The Place of writing and the Date of the Epistle are mutually determining; St. Paul was in prison when he wrote it, therefore the Epistle must have come either from Cæsarea (Acts 24-26), or from Rome (Acts 28:30 ); the time of these two imprisonments was A.D. 58 63; the vast majority of writers are agreed that the group of Epistles to the Philippians, Colossians, Ephesians and to Philemon were written from Rome (see, for the reasons for this view, Lightfoot’s Philippians , pp. 30 ff.); this would narrow the date of our Epistle down to somewhere between A.D. 60 63. As to the question whether Philemon was written early or late within this period, this depends upon the answer to the question as to whether the Epistle to the Philippians should be placed early in the Roman captivity and the three other Epistles later, or vice versa , for it is generally allowed that the Epistle to the Philippians stands alone, the other three were written and despatched at or about the same time. For a full discussion of these questions reference must be made to Lightfoot’s Philippians , pp. 30 46; here it will have to suffice to say that the most probable year for the date of Philemon is A.D. 62.

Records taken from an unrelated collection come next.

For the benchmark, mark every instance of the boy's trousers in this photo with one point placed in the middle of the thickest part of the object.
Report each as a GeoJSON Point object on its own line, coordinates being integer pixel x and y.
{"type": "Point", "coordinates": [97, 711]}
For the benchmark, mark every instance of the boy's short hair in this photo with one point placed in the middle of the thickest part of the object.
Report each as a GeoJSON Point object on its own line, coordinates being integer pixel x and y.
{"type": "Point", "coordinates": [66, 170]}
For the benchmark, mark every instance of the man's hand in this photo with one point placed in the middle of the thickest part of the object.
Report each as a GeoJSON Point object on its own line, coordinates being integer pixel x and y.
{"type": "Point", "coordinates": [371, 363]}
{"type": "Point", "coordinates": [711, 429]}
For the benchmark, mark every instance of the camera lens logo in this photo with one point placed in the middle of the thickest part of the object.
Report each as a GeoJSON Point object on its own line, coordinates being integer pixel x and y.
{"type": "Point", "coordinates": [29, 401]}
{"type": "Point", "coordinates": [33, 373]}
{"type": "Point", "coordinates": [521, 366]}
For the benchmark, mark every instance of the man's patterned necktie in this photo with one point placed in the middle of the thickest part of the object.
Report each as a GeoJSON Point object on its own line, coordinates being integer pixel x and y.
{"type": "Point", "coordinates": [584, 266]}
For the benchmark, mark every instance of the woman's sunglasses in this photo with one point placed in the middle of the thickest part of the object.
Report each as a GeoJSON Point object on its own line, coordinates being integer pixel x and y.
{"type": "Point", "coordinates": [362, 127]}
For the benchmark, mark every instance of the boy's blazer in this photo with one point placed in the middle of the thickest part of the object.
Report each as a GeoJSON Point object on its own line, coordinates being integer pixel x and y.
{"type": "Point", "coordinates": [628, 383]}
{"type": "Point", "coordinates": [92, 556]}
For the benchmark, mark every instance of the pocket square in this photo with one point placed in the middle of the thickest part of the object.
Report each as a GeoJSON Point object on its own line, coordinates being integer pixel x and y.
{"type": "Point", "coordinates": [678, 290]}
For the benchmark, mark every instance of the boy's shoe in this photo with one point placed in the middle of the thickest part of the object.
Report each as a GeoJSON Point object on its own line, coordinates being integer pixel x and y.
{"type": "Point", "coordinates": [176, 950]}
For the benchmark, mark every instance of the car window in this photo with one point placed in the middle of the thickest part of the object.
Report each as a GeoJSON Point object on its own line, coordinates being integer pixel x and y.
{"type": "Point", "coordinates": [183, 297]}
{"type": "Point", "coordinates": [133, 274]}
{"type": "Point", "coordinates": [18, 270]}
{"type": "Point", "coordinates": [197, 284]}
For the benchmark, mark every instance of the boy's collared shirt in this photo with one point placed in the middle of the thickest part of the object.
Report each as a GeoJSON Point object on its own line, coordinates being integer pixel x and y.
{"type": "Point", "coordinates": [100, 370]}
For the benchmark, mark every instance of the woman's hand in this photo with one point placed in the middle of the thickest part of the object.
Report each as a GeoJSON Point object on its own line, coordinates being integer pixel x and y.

§ II. Occasion and Contents . Although the Epistle is not the only one of St. Paul’s addressed to an individual which has come down to us, it is the only one of a, mainly, private character; for although in the opening salutation Apphia, Archippus and the Church in Philemon’s house are addressed as well as Philemon himself, nevertheless the contents of the Epistle deal with a personal matter. The nearest parallel in the N.T. Isaiah 3:0 John, addressed to “Gaius the beloved”. The Epistle is an appeal made by St. Paul to Philemon on behalf of the runaway slave, Onesimus. Philemon was a citizen of Colossæ ( cf. Colossians 4:17 , Philemon 1:2 ; Philemon 1:10-12 , and see Colossians 4:9 ); the Word was most likely preached here during the period which St. Paul spent at Ephesus, from which centre his influence extended widely (see Acts 19:26 , 1 Corinthians 16:19 ); Philemon was among the converts made by St. Paul himself (see Philemon 1:19 ), and he evidently became a zealous worker, since St. Paul applies the title συνεργός to him; that he was loving and hospitable is clear from vv. 5 7.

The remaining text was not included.